ITERATIVE-OS-SELECT(x, i)
while True:
r = x.left.size + 1
if i == r
return x
elif i < r
x = x.left
else
x = x.right
i -= r
- 练习14.1-4 Write a recursive procedure OS-KEY-RANK(T, k) that takes as input an order-statistic tree T and a key k and returns the rank of k in the dynamic set represented by T . Assume that the keys of T are distinct.
OS-KEY-RANK(T, k)
r = T.left.size + 1
if k == T.key
return r
elif k < T.key
return OS-KEY-RANK(T.left, k)
else
return r + OS-KEY-RANK(T.right, k)
- 练习14.1-5 Given an element x in an n-node order-statistic tree and a natural number i, how can the ith successor of x in the linear order of the tree be determined in O(lg n) time?
这节的两个函数,rank和select一起用就行了。
- 练习14.1-6 Observe that whenever the size field of a node is referenced in either OS-SELECT or OS- RANK, it is used only to compute the rank of the node in the subtree rooted at that node. Accordingly, suppose we store in each node its rank in the subtree of which it is the root. Show how this information can be maintained during insertion and deletion. (Remember that these two operations can cause rotations.)
插入和删除都要遍历所有结点,加一或者减一。
- 练习14.1-7 Show how to use an order-statistic tree to count the number of inversions (see Problem 2-4) in an array of size n in time O(n lg n).
红黑树的建树时间是O(nlgn),所以一边插入一边计算插入结点的rank,加起来就行了。

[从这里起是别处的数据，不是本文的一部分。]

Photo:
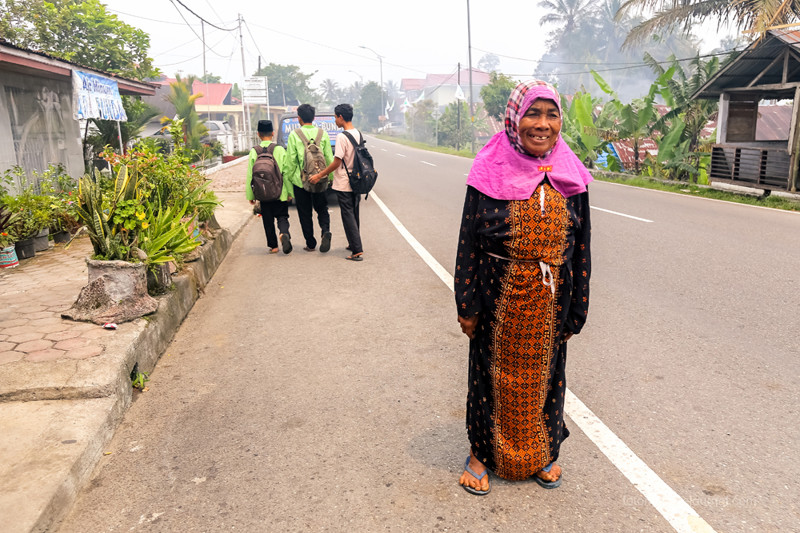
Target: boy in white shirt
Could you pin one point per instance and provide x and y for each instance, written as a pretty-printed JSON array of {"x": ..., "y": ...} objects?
[{"x": 348, "y": 200}]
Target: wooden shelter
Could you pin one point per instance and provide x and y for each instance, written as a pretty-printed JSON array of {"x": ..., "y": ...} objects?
[{"x": 768, "y": 69}]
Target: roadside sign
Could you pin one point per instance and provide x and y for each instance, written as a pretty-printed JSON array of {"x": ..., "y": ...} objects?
[{"x": 256, "y": 90}]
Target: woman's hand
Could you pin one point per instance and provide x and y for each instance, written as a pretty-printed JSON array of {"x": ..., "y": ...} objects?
[{"x": 468, "y": 325}]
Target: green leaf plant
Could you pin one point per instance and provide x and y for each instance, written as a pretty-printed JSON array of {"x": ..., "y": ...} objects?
[{"x": 106, "y": 217}]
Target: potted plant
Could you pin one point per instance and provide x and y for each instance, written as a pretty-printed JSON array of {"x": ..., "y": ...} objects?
[
  {"x": 8, "y": 254},
  {"x": 117, "y": 289}
]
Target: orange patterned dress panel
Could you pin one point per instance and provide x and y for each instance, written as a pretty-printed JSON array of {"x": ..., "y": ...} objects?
[{"x": 524, "y": 334}]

- 练习14.1-8 Consider n chords on a circle, each defined by its endpoints. Describe an O(n lg n)-time algorithm for determining the number of pairs of chords that intersect inside the circle. (For example, if the n chords are all diameters that meet at the center, then the correct answer is .) Assume that no two chords share an endpoint.
先按角度对2n个端点排序
按照从小到大的顺序遍历2n个端点
如果端点是某条弦的起点
将x插入顺序统计树中
如果端点是某条弦的终点
统计目前树中有多少弦的起点角度比x的起点角度大,就是相交弦数量
从顺序统计树中删除x
14.2 如何扩张数据结构
-
定理14.1 红黑树的扩张:设f是n个结点的红黑树T扩张的属性,且假设对任一结点x,f的值仅依赖于结点x,x.left和x.right的信息,还可能包括x.left.f和x.right.f。那么,我们可以在插入和删除操作期间对T的所有结点的f值进行维护,并且不影响这两个操作的O(lgn)渐进时间性能。证明:对结点x的f属性的变化只会影响到祖先。
-
练习14.2-1 Show how the dynamic-set queries MINIMUM, MAXIMUM, SUCCESSOR, and PREDECESSOR can each be supported in O(1) worst-case time on an augmented order- statistic tree. The asymptotic performance of other operations on order-statistic trees should not be affected. (Hint: Add pointers to nodes.)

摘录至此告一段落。